Joseph Fernand Henri Léger
French, 1881- 1955

Joseph Fernand Henri Léger was born on February 4, 1881, in Argentan, France where his father raised cattle. After apprenticing with an architect in Caen from 1897 to 1899, Léger settled in Paris in 1900, and supported himself as an architectural draftsman. He applied to the École des Beaux-Arts* and was rejected. Nevertheless he attended classes there beginning in 1903 as a non-enrolled student and also studied at the Académie Julian. He began to work seriously as a painter at the age of 25.


Léger’s earliest-known works, which date from 1905, were primarily influenced by Impressionism. The experience of seeing the Paul Cézanne retrospective at the 1907 Salon d’Automne and his contact with the early Cubism of Pablo Picasso and Georges Braque had a significant impact on the development of his style—it focused the artist more on drawing and geometry. His critics would label his personal style of Cubism as ‘Tubism’ due to its emphasis on cylindrical forms. 


From 1911 to 1914 Léger’s work became increasingly abstract, and he started to limit his palette to the primary colors and black & white. In 1912 he was given his first solo show at Galerie Kahnweiler, Paris. Leger made three visits to the United States in the 1930s. New York impressed the artist as he wrote to friend Le Corbusier. In 1935 the Museum of Modern Art, New York and the Art Institute of Chicago held exhibitions of his work. Léger lived in the United States from 1940 to 1945 where he taught at Yale University and Mills College but returned to France after the war.

In the decade before his death, Léger’s wide-ranging projects included book illustrations, monumental figure paintings and murals, stained-glass windows, mosaics, polychrome ceramic sculptures, and set and costume designs. In 1955 he won the Grand Prize at the São Paulo Bienal. Léger died on August 17 of that year at his home in Gif-sur-Yvette, France. The Musée Fernand Léger was inaugurated in 1960 in Biot, France.

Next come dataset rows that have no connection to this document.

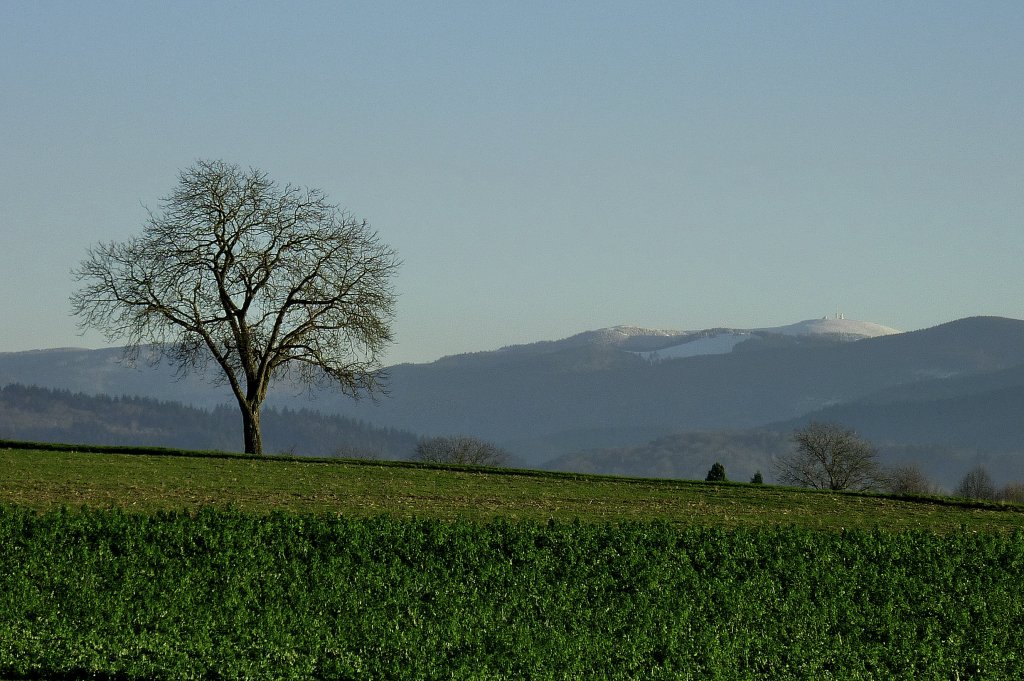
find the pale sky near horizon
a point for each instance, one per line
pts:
(544, 168)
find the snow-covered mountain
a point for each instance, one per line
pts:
(677, 345)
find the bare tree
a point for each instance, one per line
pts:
(1013, 493)
(254, 275)
(910, 479)
(977, 484)
(829, 457)
(460, 450)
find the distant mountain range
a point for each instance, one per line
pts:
(953, 391)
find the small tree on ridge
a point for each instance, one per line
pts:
(829, 457)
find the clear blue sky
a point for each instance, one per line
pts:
(544, 168)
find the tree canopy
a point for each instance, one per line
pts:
(255, 275)
(829, 457)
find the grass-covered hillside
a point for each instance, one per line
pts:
(138, 565)
(150, 480)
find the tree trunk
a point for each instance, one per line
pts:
(250, 425)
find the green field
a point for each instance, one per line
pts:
(147, 482)
(169, 565)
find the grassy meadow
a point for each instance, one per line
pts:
(144, 564)
(148, 481)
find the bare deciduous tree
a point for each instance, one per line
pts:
(460, 450)
(829, 457)
(1013, 493)
(977, 484)
(909, 479)
(254, 275)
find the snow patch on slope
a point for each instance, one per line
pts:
(718, 344)
(851, 329)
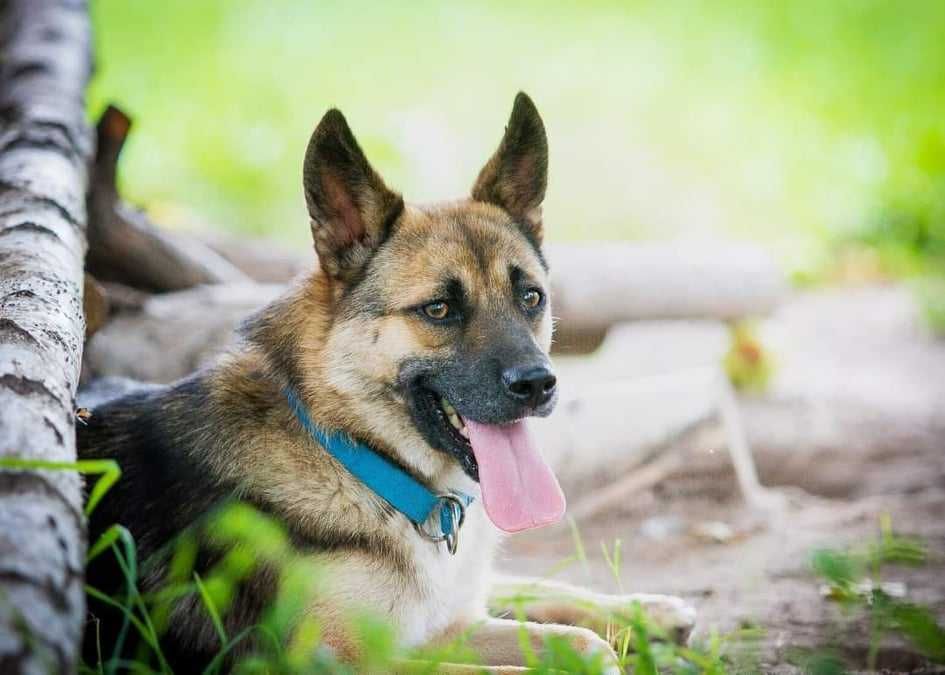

Léger's influence can be found in the works of Stuart Davis, Willem de Kooning, Philip Guston, Milton Resnick, Louise Bourgeois, Richard Lindner, Arshile Gorky, Roy Lichtenstein, Andy Warhol, Brice Marsden, Frank Stella, Tom Wesselmann and James Rosenquist, among others. In May 2008, a Leger painting 'Study for a Woman in Blue' set an auction record for the artist selling for $39.2 million dollars--bidding between only two bidders.